Create DAG documentation in Apache Airflow
One of the more powerful and lesser-known features of Airflow is that you can create Markdown-based DAG documentation that appears in the Airflow UI
After you complete this tutorial, you'll be able to:
- Add custom doc strings to an Airflow DAG.
- Add custom doc strings to an Airflow task.
Time to complete
This tutorial takes approximately 15 minutes to complete.
Assumed knowledge
- Basic Airflow concepts. See Introduction to Apache Airflow.
- Basic Python.
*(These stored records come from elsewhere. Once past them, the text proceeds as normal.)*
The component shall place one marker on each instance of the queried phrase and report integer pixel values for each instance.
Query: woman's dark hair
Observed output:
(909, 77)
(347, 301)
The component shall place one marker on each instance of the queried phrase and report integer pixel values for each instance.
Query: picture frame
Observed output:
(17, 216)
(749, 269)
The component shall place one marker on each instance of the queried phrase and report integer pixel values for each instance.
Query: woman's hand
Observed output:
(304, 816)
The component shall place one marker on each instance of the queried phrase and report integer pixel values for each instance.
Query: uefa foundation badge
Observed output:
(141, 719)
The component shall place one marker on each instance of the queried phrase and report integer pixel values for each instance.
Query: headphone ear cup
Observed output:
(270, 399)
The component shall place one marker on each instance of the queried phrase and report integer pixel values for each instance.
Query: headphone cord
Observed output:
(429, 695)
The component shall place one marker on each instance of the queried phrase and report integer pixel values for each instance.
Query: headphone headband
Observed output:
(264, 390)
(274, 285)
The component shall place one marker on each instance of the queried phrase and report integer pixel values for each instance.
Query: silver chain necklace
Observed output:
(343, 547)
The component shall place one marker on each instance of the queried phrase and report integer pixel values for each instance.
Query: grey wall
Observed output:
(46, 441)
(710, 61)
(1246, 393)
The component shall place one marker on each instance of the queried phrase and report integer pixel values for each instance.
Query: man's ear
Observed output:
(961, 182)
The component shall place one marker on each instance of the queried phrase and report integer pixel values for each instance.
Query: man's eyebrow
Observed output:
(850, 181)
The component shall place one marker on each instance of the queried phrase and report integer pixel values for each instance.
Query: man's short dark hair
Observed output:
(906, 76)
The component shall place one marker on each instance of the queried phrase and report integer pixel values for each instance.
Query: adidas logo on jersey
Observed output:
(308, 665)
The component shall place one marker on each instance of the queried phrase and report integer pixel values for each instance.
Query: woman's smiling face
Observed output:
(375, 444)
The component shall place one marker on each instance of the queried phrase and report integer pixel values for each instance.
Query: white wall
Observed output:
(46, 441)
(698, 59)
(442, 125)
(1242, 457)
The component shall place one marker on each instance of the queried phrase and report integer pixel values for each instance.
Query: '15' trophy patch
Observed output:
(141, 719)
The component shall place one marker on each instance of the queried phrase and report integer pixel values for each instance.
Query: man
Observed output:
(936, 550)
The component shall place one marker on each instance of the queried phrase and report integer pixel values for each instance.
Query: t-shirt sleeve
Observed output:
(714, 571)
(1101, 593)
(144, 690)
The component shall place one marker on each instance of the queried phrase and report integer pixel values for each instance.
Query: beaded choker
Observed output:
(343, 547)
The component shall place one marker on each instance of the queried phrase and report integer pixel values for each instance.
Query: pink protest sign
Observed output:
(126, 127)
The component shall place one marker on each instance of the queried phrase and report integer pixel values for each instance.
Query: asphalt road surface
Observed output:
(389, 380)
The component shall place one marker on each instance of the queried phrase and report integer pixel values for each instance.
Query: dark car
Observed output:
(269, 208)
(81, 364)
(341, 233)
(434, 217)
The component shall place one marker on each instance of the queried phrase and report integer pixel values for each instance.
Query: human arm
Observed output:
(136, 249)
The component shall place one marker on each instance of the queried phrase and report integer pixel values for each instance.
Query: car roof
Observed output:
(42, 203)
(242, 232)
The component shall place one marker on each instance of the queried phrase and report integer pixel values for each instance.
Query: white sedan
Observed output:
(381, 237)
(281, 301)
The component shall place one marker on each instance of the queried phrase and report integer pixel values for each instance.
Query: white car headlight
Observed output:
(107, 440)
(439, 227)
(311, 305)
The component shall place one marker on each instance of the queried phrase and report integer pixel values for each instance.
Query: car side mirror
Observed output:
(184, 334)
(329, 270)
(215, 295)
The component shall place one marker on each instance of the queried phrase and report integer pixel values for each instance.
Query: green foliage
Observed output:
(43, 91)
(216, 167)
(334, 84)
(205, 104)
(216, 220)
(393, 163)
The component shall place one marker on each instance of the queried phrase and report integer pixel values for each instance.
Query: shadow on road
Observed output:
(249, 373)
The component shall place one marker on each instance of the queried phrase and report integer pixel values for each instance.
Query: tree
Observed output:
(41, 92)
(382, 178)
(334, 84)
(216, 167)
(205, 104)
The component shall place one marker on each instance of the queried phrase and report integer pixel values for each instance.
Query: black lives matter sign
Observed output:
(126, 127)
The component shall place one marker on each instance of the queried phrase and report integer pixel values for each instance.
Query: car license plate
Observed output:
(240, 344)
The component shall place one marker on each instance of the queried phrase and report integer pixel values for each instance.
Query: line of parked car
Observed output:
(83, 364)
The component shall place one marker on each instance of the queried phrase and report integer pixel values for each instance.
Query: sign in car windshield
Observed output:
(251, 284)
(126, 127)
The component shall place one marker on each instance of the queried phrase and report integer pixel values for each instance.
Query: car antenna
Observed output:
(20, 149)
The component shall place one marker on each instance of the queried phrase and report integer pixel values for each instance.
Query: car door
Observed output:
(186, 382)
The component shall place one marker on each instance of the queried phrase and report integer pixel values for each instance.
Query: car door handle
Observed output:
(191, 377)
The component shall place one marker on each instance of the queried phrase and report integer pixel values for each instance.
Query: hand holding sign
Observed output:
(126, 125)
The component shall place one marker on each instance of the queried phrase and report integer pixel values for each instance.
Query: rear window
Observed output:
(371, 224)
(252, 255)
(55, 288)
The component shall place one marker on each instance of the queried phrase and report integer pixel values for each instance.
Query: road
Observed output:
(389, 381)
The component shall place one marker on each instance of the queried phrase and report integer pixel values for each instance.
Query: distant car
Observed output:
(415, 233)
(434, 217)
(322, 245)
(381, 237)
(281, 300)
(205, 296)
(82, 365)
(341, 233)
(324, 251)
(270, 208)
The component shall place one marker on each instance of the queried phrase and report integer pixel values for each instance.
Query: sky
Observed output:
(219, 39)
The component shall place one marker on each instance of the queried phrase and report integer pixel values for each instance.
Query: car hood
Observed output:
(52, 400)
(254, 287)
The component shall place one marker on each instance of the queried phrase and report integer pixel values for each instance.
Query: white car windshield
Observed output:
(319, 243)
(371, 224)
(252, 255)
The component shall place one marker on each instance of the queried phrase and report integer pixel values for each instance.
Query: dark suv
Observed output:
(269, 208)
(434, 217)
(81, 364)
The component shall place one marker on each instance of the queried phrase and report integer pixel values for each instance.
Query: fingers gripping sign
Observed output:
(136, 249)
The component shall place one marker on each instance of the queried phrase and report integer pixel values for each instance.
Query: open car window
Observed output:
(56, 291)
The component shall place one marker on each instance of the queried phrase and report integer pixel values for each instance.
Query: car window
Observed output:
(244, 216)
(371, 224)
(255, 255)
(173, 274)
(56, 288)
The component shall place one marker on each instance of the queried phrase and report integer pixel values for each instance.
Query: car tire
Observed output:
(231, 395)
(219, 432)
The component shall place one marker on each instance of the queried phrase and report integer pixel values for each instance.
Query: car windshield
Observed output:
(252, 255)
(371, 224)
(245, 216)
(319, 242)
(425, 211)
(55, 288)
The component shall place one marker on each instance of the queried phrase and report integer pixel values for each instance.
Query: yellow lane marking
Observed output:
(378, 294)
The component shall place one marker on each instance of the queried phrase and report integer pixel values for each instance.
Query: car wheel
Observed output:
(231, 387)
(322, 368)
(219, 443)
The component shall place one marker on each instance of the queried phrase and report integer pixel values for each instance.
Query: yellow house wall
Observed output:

See the Python Documentation.
Prerequisites
- The Astro CLI.
Step 1: Create an Astro project
To run Airflow locally, you first need to create an Astro project.
-
Create a new directory for your Astro project:
mkdir <your-astro-project-name> && cd <your-astro-project-name>
-
Run the following Astro CLI command to initialize an Astro project in the directory:
astro dev init
-
To enable raw HTML in your Markdown DAG descriptions, add the following Airflow config environment variable to your
.env
file. This will allow you to use HTML in your DAG descriptions. If you don't want to enable this setting due to security concerns you will still be able to use Markdown in your DAG descriptions and the HTML shown in this tutorial will be displayed as raw content.AIRFLOW__WEBSERVER__ALLOW_RAW_HTML_DESCRIPTIONS=True
-
Start your Airflow instance by running:
astro dev start
Step 2: Create a new DAG
-
In your
dags
folder, create a file nameddocs_example_dag.py
. -
Copy and paste one of the following DAGs based on which coding style you're most comfortable with.
- TaskFlow API
- Traditional syntax
from airflow.decorators import task, dag
from pendulum import datetime
import requests
@dag(
start_date=datetime(2022,11,1),
schedule="@daily",
catchup=False
)
def docs_example_dag():
@task
def tell_me_what_to_do():
response = requests.get("https://bored-api.appbrewery.com/random")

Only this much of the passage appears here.